Se questa è “la migliore offerta” del cinema italiano, verrebbe quasi da chiedersi quale sia la peggiore. Non perché l’ultimo film di Giuseppe Tornatore («La Migliore Offerta», appunto), così ampiamente omaggiato con David e Nastri (dodici riconoscimenti complessivi equamente divisi), sia un’irrimediabile schifezza. E’ semplicemente cinema talmente medio da essere mediocre, più dimenticabile di un bicchiere d’acqua, con quello spruzzo internazionale della star straniera (Geoffrey Rush) e dell’ambientazione mitteleuropea che lo rendono rassicurante come solo certe aspirine.

La scappellata verso Tornatore (ricordiamo che ai Nastri, in un’overdose d’incenso, è stato premiato anche il documentario sul regista siciliano «Giuseppe Tornatore – Ogni film un’opera prima») è l’indice della paura più evidente di un cinema che è giustamente terrorizzato dall’incertezza sul tax credit, che è incapace di intercettare le novità che pure ci sono portandole (anche attraverso la vetrina dei premi più mediatici) all’attenzione del pubblico, che celebra il già celebrato quando non i celebranti piuttosto che rivolgersi agli innovatori che magari da nuovi punti di osservazione (Roma con le sue ambientazioni è sempre meno presente a favore di nuove realtà in fermento) raccontano il nostro Paese.

Il film di Tornatore, dunque. Che ai Nastri batte «La Grande Bellezza», cui è accomunato da un filo rosso evidente (sono anche le produzioni più grosse del nostro autorialismo e meglio accolte nelle sale). Entrambi hanno per protagonisti due uomini non più giovani e non ancora vecchi, azzimati ed estetici, ugualmente improbabili e sfiatati, diversamente inutili e sussiegosi. I due film cominciano con i compleanni dei rispettivi protagonisti: l’arrivo della mezza età è un momento importante, comporta molti pensieri e non solo per la prostata, c’è la prima parte di vita che è ormai andata via e l’altra metà che si annuncia, così carica di delusioni e noia ma anche di speranze e inediti slanci e bla bla bla…

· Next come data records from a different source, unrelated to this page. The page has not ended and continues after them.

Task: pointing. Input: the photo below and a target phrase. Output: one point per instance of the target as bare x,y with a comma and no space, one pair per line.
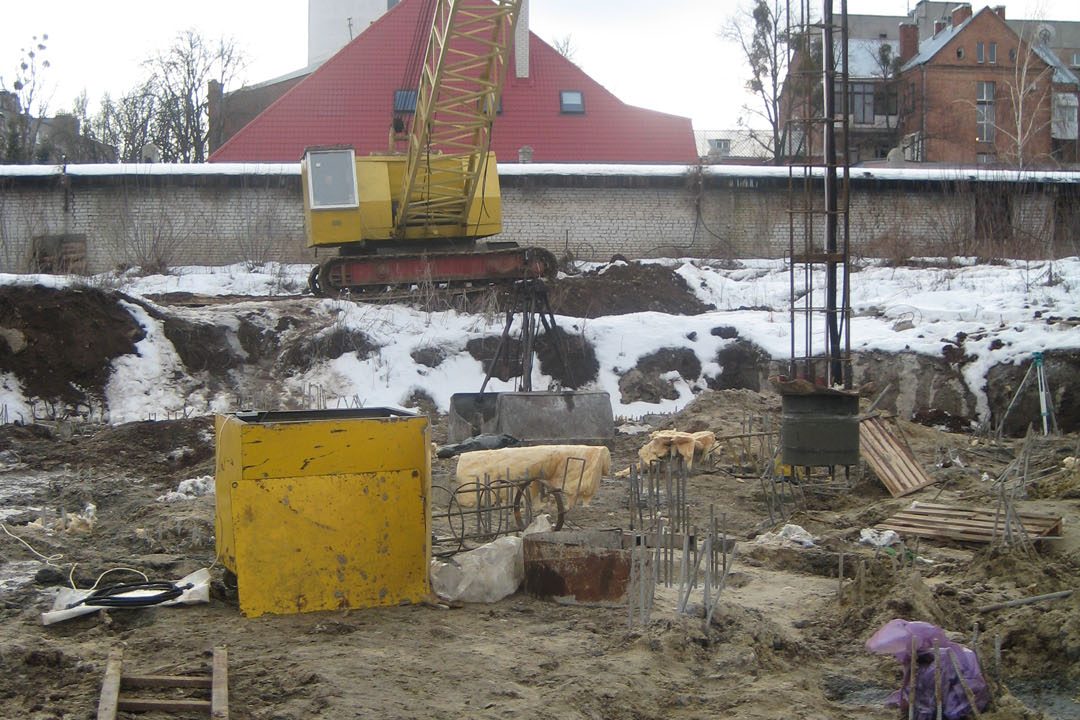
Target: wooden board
972,525
890,458
116,681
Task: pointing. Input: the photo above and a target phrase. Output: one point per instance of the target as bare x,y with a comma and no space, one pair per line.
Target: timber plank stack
890,458
972,525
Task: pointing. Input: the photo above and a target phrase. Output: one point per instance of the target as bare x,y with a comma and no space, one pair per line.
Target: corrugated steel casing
324,510
820,429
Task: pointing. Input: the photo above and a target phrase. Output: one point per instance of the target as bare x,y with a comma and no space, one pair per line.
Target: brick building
929,113
979,93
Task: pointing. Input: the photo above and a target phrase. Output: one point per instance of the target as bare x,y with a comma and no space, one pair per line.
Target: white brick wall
216,219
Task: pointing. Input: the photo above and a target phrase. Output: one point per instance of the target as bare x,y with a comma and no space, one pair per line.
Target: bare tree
126,123
21,131
782,59
1029,95
565,46
179,79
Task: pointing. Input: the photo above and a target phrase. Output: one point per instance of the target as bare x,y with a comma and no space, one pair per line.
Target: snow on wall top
898,174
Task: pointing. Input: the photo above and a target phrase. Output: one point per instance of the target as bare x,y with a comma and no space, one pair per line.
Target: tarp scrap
959,670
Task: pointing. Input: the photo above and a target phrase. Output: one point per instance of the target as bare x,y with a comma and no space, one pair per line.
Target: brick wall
208,218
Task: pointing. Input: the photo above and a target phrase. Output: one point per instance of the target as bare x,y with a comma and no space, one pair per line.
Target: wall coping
859,174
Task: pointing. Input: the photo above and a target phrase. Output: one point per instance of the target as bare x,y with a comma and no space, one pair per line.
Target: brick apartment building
976,92
942,84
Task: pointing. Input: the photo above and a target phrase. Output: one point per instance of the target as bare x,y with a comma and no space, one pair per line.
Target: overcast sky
662,54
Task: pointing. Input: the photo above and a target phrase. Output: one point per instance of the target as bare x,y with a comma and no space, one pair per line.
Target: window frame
571,108
985,111
313,174
405,106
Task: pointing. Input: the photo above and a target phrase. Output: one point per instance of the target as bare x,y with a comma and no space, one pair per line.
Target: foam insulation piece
576,470
671,443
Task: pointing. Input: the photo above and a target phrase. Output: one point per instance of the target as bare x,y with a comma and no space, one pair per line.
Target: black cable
112,596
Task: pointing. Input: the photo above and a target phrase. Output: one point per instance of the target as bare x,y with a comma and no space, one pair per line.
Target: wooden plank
980,525
152,705
890,459
896,463
107,704
165,681
219,693
910,473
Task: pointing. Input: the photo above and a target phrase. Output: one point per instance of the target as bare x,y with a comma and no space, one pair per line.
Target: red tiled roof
349,100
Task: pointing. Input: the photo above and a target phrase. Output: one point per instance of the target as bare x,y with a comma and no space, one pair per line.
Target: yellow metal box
324,510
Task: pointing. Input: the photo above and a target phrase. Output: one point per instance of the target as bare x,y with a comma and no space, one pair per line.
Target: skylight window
571,100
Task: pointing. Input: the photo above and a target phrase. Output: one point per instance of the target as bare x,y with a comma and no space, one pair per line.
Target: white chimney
522,42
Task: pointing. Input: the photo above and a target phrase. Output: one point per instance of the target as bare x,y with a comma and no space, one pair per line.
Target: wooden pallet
971,525
217,684
890,458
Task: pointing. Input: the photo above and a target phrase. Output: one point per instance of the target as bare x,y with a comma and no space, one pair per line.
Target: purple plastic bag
895,638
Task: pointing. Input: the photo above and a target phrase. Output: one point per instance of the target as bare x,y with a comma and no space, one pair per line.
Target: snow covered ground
1002,310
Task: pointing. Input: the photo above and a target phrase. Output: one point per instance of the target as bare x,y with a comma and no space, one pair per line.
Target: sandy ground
786,640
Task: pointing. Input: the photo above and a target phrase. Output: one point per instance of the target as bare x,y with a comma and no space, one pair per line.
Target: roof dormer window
571,102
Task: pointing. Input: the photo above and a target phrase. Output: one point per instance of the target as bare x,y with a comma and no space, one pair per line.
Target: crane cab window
332,178
571,100
404,100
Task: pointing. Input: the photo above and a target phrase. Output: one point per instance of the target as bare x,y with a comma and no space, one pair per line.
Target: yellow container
324,510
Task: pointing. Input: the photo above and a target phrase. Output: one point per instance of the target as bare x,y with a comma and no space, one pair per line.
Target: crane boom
400,219
460,84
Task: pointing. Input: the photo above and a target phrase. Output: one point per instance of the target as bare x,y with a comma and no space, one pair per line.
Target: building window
571,100
861,102
886,100
984,112
719,146
404,100
861,99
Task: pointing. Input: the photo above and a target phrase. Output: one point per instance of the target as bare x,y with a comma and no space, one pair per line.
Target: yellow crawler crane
399,219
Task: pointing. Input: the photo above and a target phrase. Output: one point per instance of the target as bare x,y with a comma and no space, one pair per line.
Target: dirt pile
61,343
621,288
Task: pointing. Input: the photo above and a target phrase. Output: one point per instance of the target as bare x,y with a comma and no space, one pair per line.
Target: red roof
349,100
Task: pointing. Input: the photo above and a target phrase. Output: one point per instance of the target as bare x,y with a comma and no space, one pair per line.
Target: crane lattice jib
458,97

Se appena considerassimo certo retorico pascolismo che segna molta nostra produzione della nostalgia (il prolifico Avati su tutti), con questi Tornatore e Sorrentino si completerebbe definitivamente il quadro per così dire da maturandi, un po’ da terza liceo, del cinema italiano: Tornatore porta Svevo con la Trieste che da tempo gli piace tanto, Sorrentino il decadente d’Annunzio, e dopo gli esami tutti in vacanza.

In genere i maestri, oltre che un esempio, esercitano un’opera di guida verso i giovani, aiutandoli a produrre, promuovendone i valori, scommettendo su di loro. Pratiche da cui i nostri – la gran maggioranza dei nostri – si tengono accuratamente lontani. Esecutori spietati del ghe pensi mi (soggettisti, sceneggiatori, registi, montatori e via accentrando), chiusi in una bolla di consenso semiautomatico, confortati da sicurezze produttive ormai acquisite (naturalmente grazie al successo delle loro opere precedenti: è doveroso sottolinearlo), sono affratellati da una discreta chiusura verso il mondo, da un autobiografismo delle loro passioni riversato nelle opere pretendendo quasi che diventi cifra stilistica, da una assestata tendenza al servillismo (nel senso di Toni: al quale è stato dedicato un Nastro speciale per la bellezza di non uno, non due, non tre, ma addirittura quattro ruoli). Insomma hanno tecnica, hanno stellette appuntate sul bavero, anche una certa fama, un nome noto pure al di fuori dei nostri confini. Resta inevasa una domanda: ricominceranno a fare cinema, o continueranno a fare film?